Delaware state forest lands ..... Tunnell tract and Long tract will be leased for exclusive hunting rights. The state quietly announced this on their facebook page on Jan 30.

This is going to be a 1 year pilot program.....no other information is available and no one is answering questions


----------



## dialout (Feb 5, 2011)

Not quite state forest land...but I used to hunt state fish comission owned property that they leased to a "hunt club" which promptly posted it up and would actually have guys patrol . They even built an honest to god toll booth with an arm and everything on an old logging skid road.....bull $hit as far as I was concerned


----------



## Finger_Mullet (Aug 19, 2005)

cducer said:


> Delaware state forest lands ..... Tunnell tract and Long tract will be leased for exclusive hunting rights. The state quietly announced this on their facebook page on Jan 30.
> 
> This is going to be a 1 year pilot program.....no other information is available and no one is answering questions


I bet somebody will be paying big money for it.

Darin


----------



## 10NKO (Aug 1, 2010)

Seems like it should not be legal, considering the state lands are purchased with funds from hunters and fishermen and therefore should be available to hunters and fishermen . . .


----------



## cducer (May 7, 2010)

10NKO said:


> Seems like it should not be legal, considering the state lands are purchased with funds from hunters and fishermen and therefore should be available to hunters and fishermen . . .
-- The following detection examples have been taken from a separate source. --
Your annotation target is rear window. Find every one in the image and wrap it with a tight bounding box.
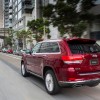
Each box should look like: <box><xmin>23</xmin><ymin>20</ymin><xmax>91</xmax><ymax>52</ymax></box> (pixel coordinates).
<box><xmin>69</xmin><ymin>43</ymin><xmax>100</xmax><ymax>54</ymax></box>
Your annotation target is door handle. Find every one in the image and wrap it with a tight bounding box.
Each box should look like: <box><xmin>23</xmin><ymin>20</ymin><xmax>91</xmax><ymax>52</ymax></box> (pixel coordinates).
<box><xmin>32</xmin><ymin>54</ymin><xmax>35</xmax><ymax>56</ymax></box>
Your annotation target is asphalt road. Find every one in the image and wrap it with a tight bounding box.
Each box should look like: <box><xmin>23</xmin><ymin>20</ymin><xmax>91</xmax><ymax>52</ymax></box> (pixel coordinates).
<box><xmin>0</xmin><ymin>53</ymin><xmax>100</xmax><ymax>100</ymax></box>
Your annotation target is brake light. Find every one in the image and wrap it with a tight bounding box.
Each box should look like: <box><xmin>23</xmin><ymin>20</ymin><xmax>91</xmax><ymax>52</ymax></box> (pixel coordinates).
<box><xmin>62</xmin><ymin>56</ymin><xmax>83</xmax><ymax>64</ymax></box>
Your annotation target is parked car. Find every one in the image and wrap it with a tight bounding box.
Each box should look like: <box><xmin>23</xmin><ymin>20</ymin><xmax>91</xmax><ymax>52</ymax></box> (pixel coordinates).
<box><xmin>6</xmin><ymin>49</ymin><xmax>13</xmax><ymax>53</ymax></box>
<box><xmin>13</xmin><ymin>49</ymin><xmax>26</xmax><ymax>56</ymax></box>
<box><xmin>2</xmin><ymin>48</ymin><xmax>8</xmax><ymax>53</ymax></box>
<box><xmin>21</xmin><ymin>38</ymin><xmax>100</xmax><ymax>94</ymax></box>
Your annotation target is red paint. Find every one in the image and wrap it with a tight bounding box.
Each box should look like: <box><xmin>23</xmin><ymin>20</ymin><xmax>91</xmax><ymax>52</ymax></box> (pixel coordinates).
<box><xmin>22</xmin><ymin>38</ymin><xmax>100</xmax><ymax>86</ymax></box>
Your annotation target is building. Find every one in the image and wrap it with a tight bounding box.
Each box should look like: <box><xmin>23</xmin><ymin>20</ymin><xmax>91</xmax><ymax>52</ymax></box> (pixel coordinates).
<box><xmin>83</xmin><ymin>0</ymin><xmax>100</xmax><ymax>42</ymax></box>
<box><xmin>4</xmin><ymin>0</ymin><xmax>9</xmax><ymax>28</ymax></box>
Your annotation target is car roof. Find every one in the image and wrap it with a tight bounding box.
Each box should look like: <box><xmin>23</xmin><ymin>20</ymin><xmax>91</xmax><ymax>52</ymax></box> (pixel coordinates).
<box><xmin>66</xmin><ymin>37</ymin><xmax>96</xmax><ymax>43</ymax></box>
<box><xmin>38</xmin><ymin>37</ymin><xmax>96</xmax><ymax>43</ymax></box>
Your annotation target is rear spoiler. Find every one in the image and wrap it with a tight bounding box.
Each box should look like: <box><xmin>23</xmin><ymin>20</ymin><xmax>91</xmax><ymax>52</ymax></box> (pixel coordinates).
<box><xmin>67</xmin><ymin>38</ymin><xmax>96</xmax><ymax>44</ymax></box>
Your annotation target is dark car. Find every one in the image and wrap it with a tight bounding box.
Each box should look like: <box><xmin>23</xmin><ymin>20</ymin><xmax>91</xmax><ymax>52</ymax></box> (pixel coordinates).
<box><xmin>21</xmin><ymin>38</ymin><xmax>100</xmax><ymax>94</ymax></box>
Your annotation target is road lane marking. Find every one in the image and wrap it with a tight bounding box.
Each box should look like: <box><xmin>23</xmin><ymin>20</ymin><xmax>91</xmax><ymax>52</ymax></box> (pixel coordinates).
<box><xmin>0</xmin><ymin>53</ymin><xmax>21</xmax><ymax>60</ymax></box>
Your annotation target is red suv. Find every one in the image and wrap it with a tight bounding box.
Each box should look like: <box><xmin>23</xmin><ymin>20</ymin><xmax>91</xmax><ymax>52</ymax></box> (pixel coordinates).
<box><xmin>21</xmin><ymin>38</ymin><xmax>100</xmax><ymax>94</ymax></box>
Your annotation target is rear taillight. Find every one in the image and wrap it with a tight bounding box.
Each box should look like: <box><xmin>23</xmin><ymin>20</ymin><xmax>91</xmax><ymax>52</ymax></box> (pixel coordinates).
<box><xmin>62</xmin><ymin>56</ymin><xmax>83</xmax><ymax>64</ymax></box>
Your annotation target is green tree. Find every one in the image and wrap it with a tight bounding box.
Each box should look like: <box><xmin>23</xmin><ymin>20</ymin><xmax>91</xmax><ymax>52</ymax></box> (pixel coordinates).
<box><xmin>4</xmin><ymin>29</ymin><xmax>13</xmax><ymax>47</ymax></box>
<box><xmin>43</xmin><ymin>0</ymin><xmax>96</xmax><ymax>36</ymax></box>
<box><xmin>27</xmin><ymin>18</ymin><xmax>50</xmax><ymax>41</ymax></box>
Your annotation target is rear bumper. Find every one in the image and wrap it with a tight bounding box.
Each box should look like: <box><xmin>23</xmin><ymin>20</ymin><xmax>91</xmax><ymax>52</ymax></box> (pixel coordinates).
<box><xmin>59</xmin><ymin>78</ymin><xmax>100</xmax><ymax>87</ymax></box>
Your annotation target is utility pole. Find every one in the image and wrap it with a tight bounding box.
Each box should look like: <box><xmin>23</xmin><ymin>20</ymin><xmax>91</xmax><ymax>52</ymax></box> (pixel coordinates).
<box><xmin>43</xmin><ymin>0</ymin><xmax>46</xmax><ymax>40</ymax></box>
<box><xmin>35</xmin><ymin>0</ymin><xmax>37</xmax><ymax>20</ymax></box>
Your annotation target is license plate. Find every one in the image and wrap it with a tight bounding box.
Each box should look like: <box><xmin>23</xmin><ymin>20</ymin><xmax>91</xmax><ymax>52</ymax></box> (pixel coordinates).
<box><xmin>90</xmin><ymin>59</ymin><xmax>98</xmax><ymax>65</ymax></box>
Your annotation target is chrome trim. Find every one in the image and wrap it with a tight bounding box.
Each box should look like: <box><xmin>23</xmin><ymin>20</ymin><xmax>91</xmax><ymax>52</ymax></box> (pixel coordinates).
<box><xmin>59</xmin><ymin>78</ymin><xmax>100</xmax><ymax>84</ymax></box>
<box><xmin>27</xmin><ymin>70</ymin><xmax>43</xmax><ymax>79</ymax></box>
<box><xmin>79</xmin><ymin>72</ymin><xmax>100</xmax><ymax>76</ymax></box>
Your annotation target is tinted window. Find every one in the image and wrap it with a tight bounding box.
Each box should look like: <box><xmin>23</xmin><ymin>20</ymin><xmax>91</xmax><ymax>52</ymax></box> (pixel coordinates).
<box><xmin>40</xmin><ymin>42</ymin><xmax>60</xmax><ymax>53</ymax></box>
<box><xmin>32</xmin><ymin>43</ymin><xmax>41</xmax><ymax>53</ymax></box>
<box><xmin>69</xmin><ymin>43</ymin><xmax>100</xmax><ymax>54</ymax></box>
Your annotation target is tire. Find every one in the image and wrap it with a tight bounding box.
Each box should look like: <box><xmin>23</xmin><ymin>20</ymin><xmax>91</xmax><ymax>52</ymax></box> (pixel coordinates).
<box><xmin>44</xmin><ymin>70</ymin><xmax>60</xmax><ymax>95</ymax></box>
<box><xmin>88</xmin><ymin>83</ymin><xmax>99</xmax><ymax>87</ymax></box>
<box><xmin>21</xmin><ymin>63</ymin><xmax>28</xmax><ymax>77</ymax></box>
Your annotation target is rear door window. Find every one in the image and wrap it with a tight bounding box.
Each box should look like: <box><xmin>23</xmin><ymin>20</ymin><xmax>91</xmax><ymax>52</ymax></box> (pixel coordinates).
<box><xmin>39</xmin><ymin>42</ymin><xmax>60</xmax><ymax>53</ymax></box>
<box><xmin>69</xmin><ymin>43</ymin><xmax>100</xmax><ymax>54</ymax></box>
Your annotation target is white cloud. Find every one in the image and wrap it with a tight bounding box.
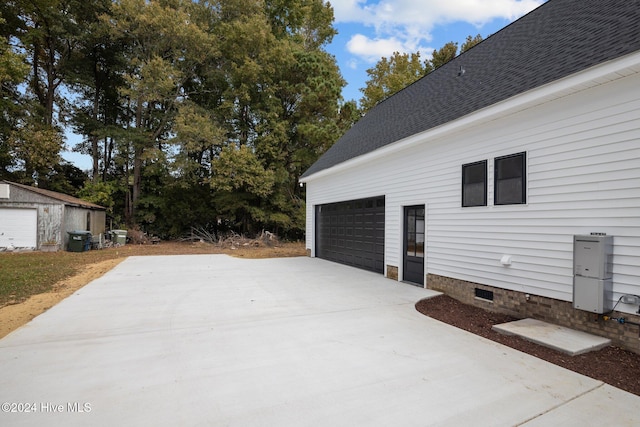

Yes you would think that is true..... in Delaware there are 2 types of state land..... State Forest and State Wildlife Areas.

Both are state "owned " properties yet have different rules and can alter access rules as they see fit. Forest properties are basically Loblolly Pine farms with basically rows of pine trees with logged out areas as the trees reach harvest size. they generate income from timber harvest
WMA's are old farm lands and marsh lands that are bought or donanted and are primarily public access sporting lands. income for these properties are from license sales and such.

A note..... as of 2017 all vehicles that are parked on WMA properties are required to have a Conservation Access Pass posted on their vehicles.
If you buy a hunting license this permit is free.... the average person who uses the properties for hiking and wildlife viewing have to pay a $35 fee.

I hunt the Long tract often as it is 5 minutes from my house and I will tell ya its a tough place. When the deer start feeling the pressure of hunters they go nocturnal and bed more on the adjoining private lands and still feed in the fields all night.


----------